U.S. stock futures surged Monday, indicating a mixed start to the week for the major indexes.

Futures linked to the S&P 500 fluctuated between gains and losses. Late last week, the US majors broke their two-week profit streak with a 1% loss. Technology-focused contracts on the Nasdaq-100 rose 0.8%, suggesting the technology sector will be higher at the opening of the session in New York.

Investors continued to turn their attention to the bond markets after US government bond prices fell last week. Ten-year Treasuries tightened slightly on Monday, pushing yields up to 1.682% from 1.729% on Friday. Yields fall as bond prices rise.

Earnings have risen for seven weeks in a row, weighing on segments of the stock market that have benefited from years of low interest rates. Technical stocks in particular have suffered over the long term from the rapidly rising cost of government debt. If bond yields rise, future returns will be worth less.

Technology stocks, including Apple, led the way before the bell, as did electric car maker Tesla, which also pushed bond yields lower.

Kansas City Southern Railway made a 17% jump in premarket trading after an agreement to buy shares of the company.

Canadian Pacific Railway

in a deal worth about $25 billion.

On Friday, the Nasdaq-100, which dominates the technology sector, lost for the fourth time in five weeks. Many investors believe that bond yields will continue to rise as the economy improves, threatening the tech stocks that pushed up the overall market in 2020.

US bond yields have more upside than downside potential, says Edward Smith, head of asset allocation analysis at Rathbone Investment Management in the UK. Equities that posted brilliant returns last year are probably not yet well stocked, he added. Smith added.

According to Smith, this does not mean that investors should drop technology stocks. Shares of giants such as Apple, Microsoft and Facebook proved profitable as Treasury bond yields skyrocketed, he said. However, Smith added that fund managers should be wary of corners of the market with high valuations, such as shares in electric cars.

The Federal Reserve has so far indicated that it is not concerned about rising bond yields.

Jerome Powell.

will speak at a discussion on innovation in central banks at the Bank for International Settlements, which begins at 9 a.m. IT.

Data on sales of existing homes is expected at 10:00 a.m., giving investors a new perspective on the booming housing market. Economists expect sales to fall in February due to rising prices and bad weather in some parts of the country.

In currencies, the Turkish lira fell more than 9% to 7.96 per dollar following the change of the country’s top central banker late last week. The decline could make investors more nervous about investing in emerging markets, the European Commission report said.

Jane Foley,

Head of Currency Strategy at Rabobank.

New York Stock Exchange on Friday.

Photo:

Brendan McDermid/Reuters

Combined with concerns about the direction of US Treasury bond yields, the decline in the Turkish currency means there is plenty of room for volatile trading conditions in the broader financial markets, Foley said.

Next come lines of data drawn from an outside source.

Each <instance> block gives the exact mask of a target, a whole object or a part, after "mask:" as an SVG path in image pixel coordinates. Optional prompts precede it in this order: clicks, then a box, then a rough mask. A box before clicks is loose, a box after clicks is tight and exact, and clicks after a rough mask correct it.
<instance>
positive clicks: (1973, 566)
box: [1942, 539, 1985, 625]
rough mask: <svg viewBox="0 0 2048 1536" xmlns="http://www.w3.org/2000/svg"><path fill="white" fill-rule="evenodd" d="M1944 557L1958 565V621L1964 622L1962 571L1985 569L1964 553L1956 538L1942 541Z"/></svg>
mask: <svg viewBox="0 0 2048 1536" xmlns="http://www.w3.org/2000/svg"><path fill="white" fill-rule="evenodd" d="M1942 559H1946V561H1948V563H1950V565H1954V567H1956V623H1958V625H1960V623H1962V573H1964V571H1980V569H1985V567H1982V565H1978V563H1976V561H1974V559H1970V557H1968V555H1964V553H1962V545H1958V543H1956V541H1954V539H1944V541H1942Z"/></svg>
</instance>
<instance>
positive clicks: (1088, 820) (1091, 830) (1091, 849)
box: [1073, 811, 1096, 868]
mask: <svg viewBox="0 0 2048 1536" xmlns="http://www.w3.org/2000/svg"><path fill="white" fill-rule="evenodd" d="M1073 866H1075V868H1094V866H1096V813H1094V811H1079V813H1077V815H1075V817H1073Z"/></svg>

On foreign markets, the Stoxx Europe 600 remained virtually unchanged. Actions

AstraZeneca

rose 1.5% after the UK drugmaker said its Covid-19 vaccine proved 79% safe and effective in preventing symptomatic disease in a US clinical trial.

Shares of airlines, including International Consolidated Airlines Group, part of British Airways, have fallen after British officials and scientists questioned the likelihood of international travel this summer. Several countries in continental Europe are struggling with the end of vaccination programs and a dramatic increase in the number of coronavirus cases.

Asian markets showed a mixed picture in late trading. The Shanghai Composite Index rose 1.1 percent, while Hong Kong’s Hang Seng Index fell 0.4 percent. Japan’s Nikkei 225 fell 2.1 percent, under pressure from automakers following a fire at a semiconductor manufacturer’s factory.

Renaissance Electronics.

Email Joe Wallace at [email protected].